The decision on the price ceiling for Russian gas will be made no earlier than Monday
Minister of Foreign Affairs and Foreign Economic Relations of Transport Peter Szijjártó said that in the best case, the decision on the gas price ceiling may be involved in the placement of infrastructure on convenient land.
The countries of the European Union (EU) are having a new discussion on the gas price ceiling on 19 December.
“Now, according to the best scenario, which is probably on Monday,” Szijjarto told Hungarian journalists, RIA Novosti reports.
Earlier, Szijjártó said that it was not possible to agree on a gas price ceiling on Tuesday. A group of 12 government boxes significantly reduces the gas price ceiling under discussion.

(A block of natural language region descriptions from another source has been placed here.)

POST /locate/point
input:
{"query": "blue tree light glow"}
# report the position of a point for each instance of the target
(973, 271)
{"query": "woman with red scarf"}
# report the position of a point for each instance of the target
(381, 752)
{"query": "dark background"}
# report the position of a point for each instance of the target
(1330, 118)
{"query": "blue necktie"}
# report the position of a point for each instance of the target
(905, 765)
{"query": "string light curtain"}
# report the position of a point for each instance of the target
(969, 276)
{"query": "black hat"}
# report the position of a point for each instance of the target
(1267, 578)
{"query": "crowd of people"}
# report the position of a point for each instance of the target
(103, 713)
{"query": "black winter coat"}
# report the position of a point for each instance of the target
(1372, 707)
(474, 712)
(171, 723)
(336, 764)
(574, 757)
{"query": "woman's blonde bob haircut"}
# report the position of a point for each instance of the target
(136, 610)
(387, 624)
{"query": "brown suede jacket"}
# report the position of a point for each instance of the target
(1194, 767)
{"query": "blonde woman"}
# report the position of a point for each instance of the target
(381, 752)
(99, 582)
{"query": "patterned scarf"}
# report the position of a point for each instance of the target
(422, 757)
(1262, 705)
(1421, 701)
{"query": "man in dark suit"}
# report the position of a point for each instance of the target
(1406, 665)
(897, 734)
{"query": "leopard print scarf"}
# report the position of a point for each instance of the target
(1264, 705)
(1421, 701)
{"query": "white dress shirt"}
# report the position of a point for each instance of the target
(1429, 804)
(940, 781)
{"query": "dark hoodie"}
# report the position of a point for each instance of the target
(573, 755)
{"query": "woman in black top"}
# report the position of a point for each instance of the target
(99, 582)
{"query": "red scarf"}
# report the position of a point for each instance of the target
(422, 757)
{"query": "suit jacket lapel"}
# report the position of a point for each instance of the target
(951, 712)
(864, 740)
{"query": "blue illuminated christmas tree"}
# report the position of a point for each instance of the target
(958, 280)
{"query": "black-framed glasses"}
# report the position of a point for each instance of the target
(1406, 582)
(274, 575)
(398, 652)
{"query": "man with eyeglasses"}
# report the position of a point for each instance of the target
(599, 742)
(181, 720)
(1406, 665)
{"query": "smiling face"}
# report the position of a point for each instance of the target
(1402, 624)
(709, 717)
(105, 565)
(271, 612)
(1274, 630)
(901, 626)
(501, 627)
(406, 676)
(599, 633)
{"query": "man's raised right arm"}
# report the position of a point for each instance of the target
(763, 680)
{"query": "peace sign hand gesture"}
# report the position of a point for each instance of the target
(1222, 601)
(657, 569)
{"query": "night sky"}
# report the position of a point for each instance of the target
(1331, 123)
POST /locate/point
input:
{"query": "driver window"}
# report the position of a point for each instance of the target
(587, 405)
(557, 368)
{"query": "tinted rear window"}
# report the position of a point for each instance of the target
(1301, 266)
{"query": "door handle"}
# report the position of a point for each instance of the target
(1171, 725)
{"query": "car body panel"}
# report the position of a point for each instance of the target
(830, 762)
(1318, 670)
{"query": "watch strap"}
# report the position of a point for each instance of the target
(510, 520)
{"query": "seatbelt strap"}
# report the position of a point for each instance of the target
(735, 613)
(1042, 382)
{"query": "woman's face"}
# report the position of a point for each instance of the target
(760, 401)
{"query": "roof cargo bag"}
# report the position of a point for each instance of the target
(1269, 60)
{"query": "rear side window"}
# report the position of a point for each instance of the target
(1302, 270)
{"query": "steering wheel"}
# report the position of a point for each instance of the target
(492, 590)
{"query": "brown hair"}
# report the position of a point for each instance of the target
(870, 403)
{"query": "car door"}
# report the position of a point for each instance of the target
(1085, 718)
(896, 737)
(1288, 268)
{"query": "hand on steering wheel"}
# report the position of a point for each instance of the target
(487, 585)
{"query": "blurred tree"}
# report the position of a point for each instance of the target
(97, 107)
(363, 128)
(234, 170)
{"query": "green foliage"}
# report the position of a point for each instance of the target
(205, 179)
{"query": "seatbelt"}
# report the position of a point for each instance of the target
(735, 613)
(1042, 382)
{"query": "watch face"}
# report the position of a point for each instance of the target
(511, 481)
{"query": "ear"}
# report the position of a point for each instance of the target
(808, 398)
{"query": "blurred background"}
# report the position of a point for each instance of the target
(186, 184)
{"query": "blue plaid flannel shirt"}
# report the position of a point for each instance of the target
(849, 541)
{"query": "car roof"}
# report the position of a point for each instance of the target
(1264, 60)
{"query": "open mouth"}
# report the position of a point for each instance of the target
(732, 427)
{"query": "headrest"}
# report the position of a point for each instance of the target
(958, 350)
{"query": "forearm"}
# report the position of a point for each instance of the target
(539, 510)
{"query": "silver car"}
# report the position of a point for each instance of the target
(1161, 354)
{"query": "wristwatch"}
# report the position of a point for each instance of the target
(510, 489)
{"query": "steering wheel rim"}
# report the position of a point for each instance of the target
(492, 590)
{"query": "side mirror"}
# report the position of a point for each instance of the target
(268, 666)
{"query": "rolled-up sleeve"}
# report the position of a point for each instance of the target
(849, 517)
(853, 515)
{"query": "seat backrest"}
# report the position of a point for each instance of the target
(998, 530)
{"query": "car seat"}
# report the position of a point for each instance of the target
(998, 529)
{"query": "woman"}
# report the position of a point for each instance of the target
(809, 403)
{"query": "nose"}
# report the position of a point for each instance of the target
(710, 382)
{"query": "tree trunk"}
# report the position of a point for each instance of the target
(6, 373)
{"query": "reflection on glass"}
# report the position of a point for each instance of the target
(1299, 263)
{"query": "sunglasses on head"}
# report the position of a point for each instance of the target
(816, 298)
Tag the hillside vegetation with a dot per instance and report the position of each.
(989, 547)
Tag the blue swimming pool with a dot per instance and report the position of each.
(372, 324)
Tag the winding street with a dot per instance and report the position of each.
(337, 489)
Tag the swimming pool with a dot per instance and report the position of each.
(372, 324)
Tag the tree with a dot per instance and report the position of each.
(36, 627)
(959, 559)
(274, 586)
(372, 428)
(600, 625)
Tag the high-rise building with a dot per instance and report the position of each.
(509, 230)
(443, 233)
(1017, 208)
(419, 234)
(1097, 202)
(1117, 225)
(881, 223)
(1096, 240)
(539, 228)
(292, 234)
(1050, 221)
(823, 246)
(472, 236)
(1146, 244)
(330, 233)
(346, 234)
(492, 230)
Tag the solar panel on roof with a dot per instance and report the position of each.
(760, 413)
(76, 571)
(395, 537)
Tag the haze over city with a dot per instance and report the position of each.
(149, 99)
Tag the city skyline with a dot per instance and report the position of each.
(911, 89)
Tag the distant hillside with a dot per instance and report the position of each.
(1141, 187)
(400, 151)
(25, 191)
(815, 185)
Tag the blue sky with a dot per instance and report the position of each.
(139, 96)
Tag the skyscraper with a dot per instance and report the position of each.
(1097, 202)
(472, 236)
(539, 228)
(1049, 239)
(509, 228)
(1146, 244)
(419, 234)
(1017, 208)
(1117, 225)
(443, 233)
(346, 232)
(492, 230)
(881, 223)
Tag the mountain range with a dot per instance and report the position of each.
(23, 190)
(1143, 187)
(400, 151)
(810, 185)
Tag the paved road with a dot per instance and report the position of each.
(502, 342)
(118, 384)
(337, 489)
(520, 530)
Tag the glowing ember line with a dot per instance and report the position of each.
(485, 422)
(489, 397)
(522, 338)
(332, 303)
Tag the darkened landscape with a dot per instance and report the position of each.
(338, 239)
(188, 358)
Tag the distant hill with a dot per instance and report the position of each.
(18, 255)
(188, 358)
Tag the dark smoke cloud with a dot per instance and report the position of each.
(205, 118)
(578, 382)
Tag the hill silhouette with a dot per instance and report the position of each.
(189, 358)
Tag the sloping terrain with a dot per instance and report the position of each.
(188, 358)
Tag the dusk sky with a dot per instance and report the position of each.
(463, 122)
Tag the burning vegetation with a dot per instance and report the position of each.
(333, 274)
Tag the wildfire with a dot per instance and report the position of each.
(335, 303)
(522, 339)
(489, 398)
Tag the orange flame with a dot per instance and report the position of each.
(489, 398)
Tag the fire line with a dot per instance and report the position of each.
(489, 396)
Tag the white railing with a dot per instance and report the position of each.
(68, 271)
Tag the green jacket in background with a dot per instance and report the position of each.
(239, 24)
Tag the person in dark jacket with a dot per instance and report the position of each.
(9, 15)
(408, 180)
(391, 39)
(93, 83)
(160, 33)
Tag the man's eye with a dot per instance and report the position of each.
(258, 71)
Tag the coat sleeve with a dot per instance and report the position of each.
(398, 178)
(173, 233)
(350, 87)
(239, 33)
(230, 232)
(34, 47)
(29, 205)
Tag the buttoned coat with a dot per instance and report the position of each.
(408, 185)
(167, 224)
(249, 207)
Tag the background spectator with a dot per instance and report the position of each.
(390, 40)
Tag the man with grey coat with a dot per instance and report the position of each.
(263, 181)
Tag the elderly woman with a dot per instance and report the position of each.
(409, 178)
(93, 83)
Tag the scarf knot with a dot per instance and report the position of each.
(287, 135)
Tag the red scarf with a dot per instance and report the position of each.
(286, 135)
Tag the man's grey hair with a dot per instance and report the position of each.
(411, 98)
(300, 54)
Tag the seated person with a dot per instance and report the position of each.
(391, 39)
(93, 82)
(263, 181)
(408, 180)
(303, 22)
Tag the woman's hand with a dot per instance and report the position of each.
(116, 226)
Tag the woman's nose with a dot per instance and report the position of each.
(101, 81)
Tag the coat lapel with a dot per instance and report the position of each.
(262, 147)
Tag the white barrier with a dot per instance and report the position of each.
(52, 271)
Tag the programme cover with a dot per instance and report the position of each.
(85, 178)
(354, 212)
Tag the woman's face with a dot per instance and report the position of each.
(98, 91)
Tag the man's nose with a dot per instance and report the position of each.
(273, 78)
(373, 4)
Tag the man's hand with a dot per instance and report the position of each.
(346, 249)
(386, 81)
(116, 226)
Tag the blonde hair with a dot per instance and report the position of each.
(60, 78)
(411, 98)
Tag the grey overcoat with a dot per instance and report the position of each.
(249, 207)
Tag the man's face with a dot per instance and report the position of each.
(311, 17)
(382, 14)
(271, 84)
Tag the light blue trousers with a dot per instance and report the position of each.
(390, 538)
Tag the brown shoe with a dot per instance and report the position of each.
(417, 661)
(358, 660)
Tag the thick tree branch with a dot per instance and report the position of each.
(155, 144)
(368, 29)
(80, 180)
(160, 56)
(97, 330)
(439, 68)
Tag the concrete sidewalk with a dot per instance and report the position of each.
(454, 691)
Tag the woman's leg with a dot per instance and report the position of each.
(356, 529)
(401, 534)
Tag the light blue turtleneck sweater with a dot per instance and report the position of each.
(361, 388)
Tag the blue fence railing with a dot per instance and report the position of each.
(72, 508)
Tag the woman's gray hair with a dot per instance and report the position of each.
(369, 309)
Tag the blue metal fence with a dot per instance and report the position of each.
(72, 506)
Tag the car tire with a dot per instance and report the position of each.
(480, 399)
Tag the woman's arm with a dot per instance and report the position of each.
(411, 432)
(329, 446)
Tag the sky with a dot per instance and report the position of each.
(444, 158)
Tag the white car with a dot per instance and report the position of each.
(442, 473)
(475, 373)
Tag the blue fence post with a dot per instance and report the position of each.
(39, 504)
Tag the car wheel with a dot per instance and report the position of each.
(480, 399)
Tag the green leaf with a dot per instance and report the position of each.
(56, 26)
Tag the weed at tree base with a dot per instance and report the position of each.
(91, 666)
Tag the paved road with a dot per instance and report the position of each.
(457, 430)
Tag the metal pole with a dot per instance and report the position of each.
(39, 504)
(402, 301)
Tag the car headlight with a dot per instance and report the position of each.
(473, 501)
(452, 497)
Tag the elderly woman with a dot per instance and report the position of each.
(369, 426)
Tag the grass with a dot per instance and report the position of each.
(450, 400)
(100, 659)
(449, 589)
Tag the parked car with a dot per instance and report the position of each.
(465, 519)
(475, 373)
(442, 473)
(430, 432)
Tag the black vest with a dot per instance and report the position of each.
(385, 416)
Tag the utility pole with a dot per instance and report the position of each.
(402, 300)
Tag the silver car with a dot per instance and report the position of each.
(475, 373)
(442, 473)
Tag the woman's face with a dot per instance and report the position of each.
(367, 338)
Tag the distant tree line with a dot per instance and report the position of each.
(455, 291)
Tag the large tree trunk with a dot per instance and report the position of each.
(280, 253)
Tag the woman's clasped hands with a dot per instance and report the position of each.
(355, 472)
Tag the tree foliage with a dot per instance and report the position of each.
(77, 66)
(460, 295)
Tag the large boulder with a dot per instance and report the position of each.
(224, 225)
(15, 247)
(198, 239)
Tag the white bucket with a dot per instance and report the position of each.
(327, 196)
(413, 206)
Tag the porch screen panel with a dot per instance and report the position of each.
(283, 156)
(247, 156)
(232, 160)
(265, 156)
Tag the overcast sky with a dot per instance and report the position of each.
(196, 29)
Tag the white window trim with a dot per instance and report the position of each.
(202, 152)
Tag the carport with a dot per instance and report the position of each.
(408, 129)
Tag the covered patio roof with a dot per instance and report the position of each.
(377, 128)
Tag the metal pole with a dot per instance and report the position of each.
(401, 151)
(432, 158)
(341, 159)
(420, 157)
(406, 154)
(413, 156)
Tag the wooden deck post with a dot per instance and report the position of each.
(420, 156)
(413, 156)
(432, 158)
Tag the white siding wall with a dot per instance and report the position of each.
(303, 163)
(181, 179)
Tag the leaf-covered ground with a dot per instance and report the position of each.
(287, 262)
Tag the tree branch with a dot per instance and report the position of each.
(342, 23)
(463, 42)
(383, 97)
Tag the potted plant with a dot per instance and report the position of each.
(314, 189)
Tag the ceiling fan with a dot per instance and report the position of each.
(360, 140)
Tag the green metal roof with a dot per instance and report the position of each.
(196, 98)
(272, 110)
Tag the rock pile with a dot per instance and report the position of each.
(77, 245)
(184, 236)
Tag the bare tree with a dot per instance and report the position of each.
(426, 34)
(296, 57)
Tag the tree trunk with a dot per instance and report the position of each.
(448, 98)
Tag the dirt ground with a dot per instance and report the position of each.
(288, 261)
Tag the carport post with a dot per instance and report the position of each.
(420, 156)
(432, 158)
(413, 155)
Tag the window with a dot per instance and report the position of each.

From December 5, by virtue of the decision on the ceiling of prices for Russian oil.
At the same time, the ceiling on the price of Russian oil could lead to higher fuel prices in the long term after supplies are reduced and Moscow does not have enough revenue to support additional drilling, said a former commissioner of the Texas Railroad Commission (petroleum regulator). Ryan Sitton.
Estimating the European Union and other Western unions’ estimate of the $60 per barrel price cap on Russian oil as part of their revenue cap estimate, they estimate Moscow could use to finance the US economy in Ukraine.
Former Texas Railroad Commission Commissioner Ryan Sitton said that in 2025-2026 he will be able to explain to everyone why oil production is insufficient.
“Therefore, the president managed to achieve a reduction in the price of Russian oil to $60 per barrel, which is comparable to the fall in prices around the world. Looks good for elections, but doesn’t look good for the future of those who use oil, which is most of the world,” Sitton said.
Sitton found that a price discovery for gasoline price increases in the future, about two years from now, is found because in the short term there are signs of the emergence and likelihood of crude oil in other countries. This, in turn, will reduce the financial resources needed to continue drilling.
The ceiling price for Russian oil is low, set by the union at 60 per barrel, the dependency in effect on December 5 along with a ban on seaborne exports. The cap will be reviewed two months to stay at 5% below the energy agency’s surveillance target. The G7 countries and Australia have also capped Russian oil exports at $60 per barrel.
As of Monday evening, West Texas Intermediate (WTI) is $73 per barrel and Brent crude is nearly $80 per barrel.
Russian Deputy Prime Minister Alexander Novak, commenting on the decision to set the price ceiling, said that Russia would not accept the price ceiling, even if this measure would force it to cut oil production. Such restrictions hinder market forces, Novak said.